Spona connects businesses with the digital agencies that build their products, and handles everything in between.
- What I built
- Global B2B platform for hiring agencies and managing digital projects. Worked on the product structure that scaled it to a network of 10K+ agencies.
- INTRODUCTION
- Spona is a global B2B platform connecting businesses with vetted digital agencies for marketing, web development, and branding. I joined as product designer, shaping a structure that holds up as the network scales from hundreds to thousands.

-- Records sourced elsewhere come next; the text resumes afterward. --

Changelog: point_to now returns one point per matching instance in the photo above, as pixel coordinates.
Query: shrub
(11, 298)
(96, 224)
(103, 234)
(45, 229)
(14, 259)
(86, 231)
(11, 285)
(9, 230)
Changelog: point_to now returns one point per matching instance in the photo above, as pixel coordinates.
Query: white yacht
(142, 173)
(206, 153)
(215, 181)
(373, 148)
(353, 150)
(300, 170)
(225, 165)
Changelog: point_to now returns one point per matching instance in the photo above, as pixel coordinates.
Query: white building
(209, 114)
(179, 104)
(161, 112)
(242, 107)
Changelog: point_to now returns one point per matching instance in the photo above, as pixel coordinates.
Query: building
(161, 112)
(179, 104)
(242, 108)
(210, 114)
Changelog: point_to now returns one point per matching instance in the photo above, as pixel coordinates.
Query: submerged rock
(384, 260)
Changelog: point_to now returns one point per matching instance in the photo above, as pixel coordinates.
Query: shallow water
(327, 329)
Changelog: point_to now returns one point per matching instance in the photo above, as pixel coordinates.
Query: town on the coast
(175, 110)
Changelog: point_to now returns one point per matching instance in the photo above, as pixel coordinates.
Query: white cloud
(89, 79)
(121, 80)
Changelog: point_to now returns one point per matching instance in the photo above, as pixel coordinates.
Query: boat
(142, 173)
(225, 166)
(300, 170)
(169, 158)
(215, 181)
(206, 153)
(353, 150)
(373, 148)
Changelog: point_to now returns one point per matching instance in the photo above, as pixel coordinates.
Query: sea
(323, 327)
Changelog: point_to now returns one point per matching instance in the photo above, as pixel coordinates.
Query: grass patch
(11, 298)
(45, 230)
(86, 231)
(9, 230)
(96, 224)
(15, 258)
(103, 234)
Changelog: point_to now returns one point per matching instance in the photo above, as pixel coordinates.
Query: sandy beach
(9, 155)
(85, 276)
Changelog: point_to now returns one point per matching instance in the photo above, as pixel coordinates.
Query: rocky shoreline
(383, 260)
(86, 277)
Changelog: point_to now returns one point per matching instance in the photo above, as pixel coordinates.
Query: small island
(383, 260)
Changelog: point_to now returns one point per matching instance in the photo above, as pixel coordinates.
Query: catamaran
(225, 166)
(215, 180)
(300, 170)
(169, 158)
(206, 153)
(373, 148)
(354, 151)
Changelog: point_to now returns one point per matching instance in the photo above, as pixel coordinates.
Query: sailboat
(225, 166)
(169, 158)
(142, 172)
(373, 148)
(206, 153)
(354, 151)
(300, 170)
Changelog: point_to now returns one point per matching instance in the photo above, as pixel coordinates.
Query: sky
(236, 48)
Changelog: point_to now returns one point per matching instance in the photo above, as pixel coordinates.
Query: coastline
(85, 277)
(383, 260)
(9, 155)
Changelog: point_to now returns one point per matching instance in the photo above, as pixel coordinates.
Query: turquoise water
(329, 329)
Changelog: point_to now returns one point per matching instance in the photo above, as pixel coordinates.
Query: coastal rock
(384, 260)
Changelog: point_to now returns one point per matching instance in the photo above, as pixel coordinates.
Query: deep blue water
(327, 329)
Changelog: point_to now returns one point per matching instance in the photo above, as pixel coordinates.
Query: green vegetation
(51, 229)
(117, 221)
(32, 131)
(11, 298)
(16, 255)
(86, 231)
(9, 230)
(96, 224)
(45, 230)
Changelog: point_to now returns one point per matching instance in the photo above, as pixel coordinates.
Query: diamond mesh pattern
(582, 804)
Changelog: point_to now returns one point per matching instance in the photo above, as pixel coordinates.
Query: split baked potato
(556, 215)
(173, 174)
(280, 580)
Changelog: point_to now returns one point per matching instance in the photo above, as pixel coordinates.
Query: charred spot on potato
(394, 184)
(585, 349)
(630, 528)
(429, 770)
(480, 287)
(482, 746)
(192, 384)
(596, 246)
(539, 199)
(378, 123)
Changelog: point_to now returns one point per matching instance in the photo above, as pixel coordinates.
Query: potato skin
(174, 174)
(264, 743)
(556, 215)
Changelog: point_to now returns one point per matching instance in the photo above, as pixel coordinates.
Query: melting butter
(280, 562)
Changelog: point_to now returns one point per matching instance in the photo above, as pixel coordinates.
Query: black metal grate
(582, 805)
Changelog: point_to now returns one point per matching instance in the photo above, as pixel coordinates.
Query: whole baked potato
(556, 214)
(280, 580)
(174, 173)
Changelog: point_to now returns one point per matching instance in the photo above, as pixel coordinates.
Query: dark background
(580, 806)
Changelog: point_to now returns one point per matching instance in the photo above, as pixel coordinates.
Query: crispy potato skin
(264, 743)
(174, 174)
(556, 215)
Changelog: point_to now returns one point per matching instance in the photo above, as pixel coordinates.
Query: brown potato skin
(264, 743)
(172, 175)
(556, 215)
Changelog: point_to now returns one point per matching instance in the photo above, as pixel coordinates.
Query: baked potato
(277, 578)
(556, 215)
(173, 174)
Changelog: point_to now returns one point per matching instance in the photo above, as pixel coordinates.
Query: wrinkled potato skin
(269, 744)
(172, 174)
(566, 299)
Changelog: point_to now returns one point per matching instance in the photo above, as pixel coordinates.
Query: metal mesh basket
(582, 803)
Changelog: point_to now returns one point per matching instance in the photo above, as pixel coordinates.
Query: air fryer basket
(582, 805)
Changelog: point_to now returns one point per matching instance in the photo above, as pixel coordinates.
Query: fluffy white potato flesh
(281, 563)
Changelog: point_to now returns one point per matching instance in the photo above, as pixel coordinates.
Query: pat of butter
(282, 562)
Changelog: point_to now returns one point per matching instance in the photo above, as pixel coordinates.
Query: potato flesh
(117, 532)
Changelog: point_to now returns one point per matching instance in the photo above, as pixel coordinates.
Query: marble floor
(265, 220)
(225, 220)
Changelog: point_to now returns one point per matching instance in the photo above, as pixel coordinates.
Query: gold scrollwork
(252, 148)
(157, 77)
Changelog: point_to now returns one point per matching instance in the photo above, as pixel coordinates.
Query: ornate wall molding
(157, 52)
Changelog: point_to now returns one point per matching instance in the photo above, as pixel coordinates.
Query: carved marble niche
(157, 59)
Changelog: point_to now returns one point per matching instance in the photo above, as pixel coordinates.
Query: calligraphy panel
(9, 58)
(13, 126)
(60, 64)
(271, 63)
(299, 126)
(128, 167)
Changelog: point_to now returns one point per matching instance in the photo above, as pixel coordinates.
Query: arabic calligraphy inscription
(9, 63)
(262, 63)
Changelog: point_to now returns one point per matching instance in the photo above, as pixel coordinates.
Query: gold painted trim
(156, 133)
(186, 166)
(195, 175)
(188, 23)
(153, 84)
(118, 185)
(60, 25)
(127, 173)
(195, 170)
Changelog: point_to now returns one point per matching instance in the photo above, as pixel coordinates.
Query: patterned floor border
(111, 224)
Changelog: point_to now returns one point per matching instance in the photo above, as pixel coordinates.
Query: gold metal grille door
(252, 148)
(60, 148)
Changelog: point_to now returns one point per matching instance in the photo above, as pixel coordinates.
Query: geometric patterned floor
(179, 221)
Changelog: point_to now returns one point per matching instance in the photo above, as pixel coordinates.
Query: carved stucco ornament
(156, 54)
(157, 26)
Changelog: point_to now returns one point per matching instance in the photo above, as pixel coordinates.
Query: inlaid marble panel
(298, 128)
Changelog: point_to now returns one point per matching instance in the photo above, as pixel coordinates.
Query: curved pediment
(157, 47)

Designing a marketplace that has to work for two sides at once means every decision serves two audiences. What feels intuitive for one side often complicates things for the other.
10,000+
agencies
50+
design components
4 layers
Atomic design
- Context
- Spona is a two-sided marketplace where businesses hire agencies for digital projects. The platform handles discovery, contracts, milestone tracking, payments, and delivery. I worked across both sides, defining how each user type moved through the system and where their workflows intersected.
- Work scope
- User flows, information architecture, and interface structure across the platform's core modules: project briefs, agency profiles, proposals, contracts, milestone management, payments, and reporting. Each module had to stand on its own but connect cleanly to the others, since most users moved between them daily.
- Scale challenge
- The platform grew quickly, from a small set of agencies to a network of more than 10,000. That kind of growth surfaces structural questions early. How do you organize agency profiles when there are thousands? How does search work when supply scales faster than demand? How do you keep workflows predictable across wildly different project types?
- Design decisions
- The work was about creating a structure flexible enough to handle different project sizes and shapes, but consistent enough that users always knew where they were. Project briefs were templated but customizable. Contracts and milestones followed a shared pattern. Communication threads were tied to specific deliverables, not free-form chats.
- Cross-border complexity
- Spona operated across borders, contract types, compliance requirements, and communication norms. Design choices that work for a local platform start to break down at international scale, and we kept finding new edges.
- Reflection
- Spona taught me what it takes to design for two audiences at once. The platform keeps growing into new edges of the marketplace, and what stays valuable through that growth is the underlying structure: how information is organized, and the patterns users learn to rely on.